I've been corresponding with new clients who want to live up in the mountains for a year now. The husband was one of the very last leads to come in from our old web site, and I've been sending him automated updates every time a new property hits the market, plus discussing sites that he sees elsewhere. But they live on the other side of the country, so I had never met them in person until today. They're in Colorado to drive all over the mountains, to make sure their initial target area was really where they wanted to be. They spent days circling around south of I-70, and today made it significantly farther north. We met for the first time face-to-face up at Estes Park, and I rode with them up to several locations. We had to knock it off early when the highway between Drake (tiny mountain town) and Loveland was still closed, and it would have taken an extra hour or more to circle back through Estes, across to Longmont, and then back up to Fort Collins to get to the far northern properties on our list.
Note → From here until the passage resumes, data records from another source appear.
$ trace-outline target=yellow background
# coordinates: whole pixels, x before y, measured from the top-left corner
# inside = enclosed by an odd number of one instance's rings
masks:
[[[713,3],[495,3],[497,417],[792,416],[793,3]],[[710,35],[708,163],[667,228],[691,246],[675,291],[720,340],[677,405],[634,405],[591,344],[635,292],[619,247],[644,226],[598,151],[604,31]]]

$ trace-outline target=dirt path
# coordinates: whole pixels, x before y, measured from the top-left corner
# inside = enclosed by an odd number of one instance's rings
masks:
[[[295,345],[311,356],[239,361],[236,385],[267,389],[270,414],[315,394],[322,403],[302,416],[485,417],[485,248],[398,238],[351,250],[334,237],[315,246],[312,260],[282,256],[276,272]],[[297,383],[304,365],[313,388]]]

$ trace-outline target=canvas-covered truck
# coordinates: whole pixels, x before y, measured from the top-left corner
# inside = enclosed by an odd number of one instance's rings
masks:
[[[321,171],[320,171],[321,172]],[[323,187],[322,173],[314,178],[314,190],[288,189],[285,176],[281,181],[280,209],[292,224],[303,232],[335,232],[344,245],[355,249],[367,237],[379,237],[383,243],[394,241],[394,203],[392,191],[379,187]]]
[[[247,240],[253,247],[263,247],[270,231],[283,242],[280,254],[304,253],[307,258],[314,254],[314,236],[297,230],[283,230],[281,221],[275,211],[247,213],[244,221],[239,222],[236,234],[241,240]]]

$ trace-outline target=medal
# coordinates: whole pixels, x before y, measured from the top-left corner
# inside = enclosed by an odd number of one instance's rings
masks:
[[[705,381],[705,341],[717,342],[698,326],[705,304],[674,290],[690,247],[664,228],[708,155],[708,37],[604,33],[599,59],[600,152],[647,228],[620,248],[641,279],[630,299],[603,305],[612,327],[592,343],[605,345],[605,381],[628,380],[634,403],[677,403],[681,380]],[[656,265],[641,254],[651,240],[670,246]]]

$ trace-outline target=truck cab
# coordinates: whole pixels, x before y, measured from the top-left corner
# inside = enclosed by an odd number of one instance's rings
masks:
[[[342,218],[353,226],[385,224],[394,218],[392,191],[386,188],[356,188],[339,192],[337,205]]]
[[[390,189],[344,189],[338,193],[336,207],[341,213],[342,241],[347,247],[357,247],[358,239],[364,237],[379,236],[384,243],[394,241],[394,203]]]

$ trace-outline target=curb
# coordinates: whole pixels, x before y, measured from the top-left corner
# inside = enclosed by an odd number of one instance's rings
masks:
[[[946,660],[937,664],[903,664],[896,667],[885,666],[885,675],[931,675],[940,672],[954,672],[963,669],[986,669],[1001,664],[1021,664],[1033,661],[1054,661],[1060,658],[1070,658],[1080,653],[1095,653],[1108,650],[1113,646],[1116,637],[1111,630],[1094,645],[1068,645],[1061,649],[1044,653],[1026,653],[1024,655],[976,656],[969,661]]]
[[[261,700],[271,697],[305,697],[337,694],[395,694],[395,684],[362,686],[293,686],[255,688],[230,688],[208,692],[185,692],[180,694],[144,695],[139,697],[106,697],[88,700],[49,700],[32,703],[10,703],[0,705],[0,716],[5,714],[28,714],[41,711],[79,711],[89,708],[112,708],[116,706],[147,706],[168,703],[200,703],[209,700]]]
It felt a lot like Goldilocks and the three real estate professionals. (The wife is a former agent herself, and the husband is so good at research, he might as well be.) The first site was too steep. The second site was beautiful, but had no real views. The third site took us waaaaaay back in the deep back woods, to the most insane views, all the way to Greeley really, but we never found the actual building site. The road doesn't exist on Google maps. We drove and drove and drove, up a blessedly plowed improved dirt road all the way up to where it looked like there had been a fire on Storm Mountain, but I find no information online about when that fire might have been. The road to the actual property for sale remains a mystery. We never found it, after miles of scary switchbacks and washboard roads with steep dropoffs.
I was glad to meet the couple who had just been words on a computer screen for a year so far. I couldn't help thinking how much the woman in this couple reminded me of the first woman who I worked with for all of that time. I'm okay with doing another courtship slow dance, for people I like this much. It doesn't bother me at all.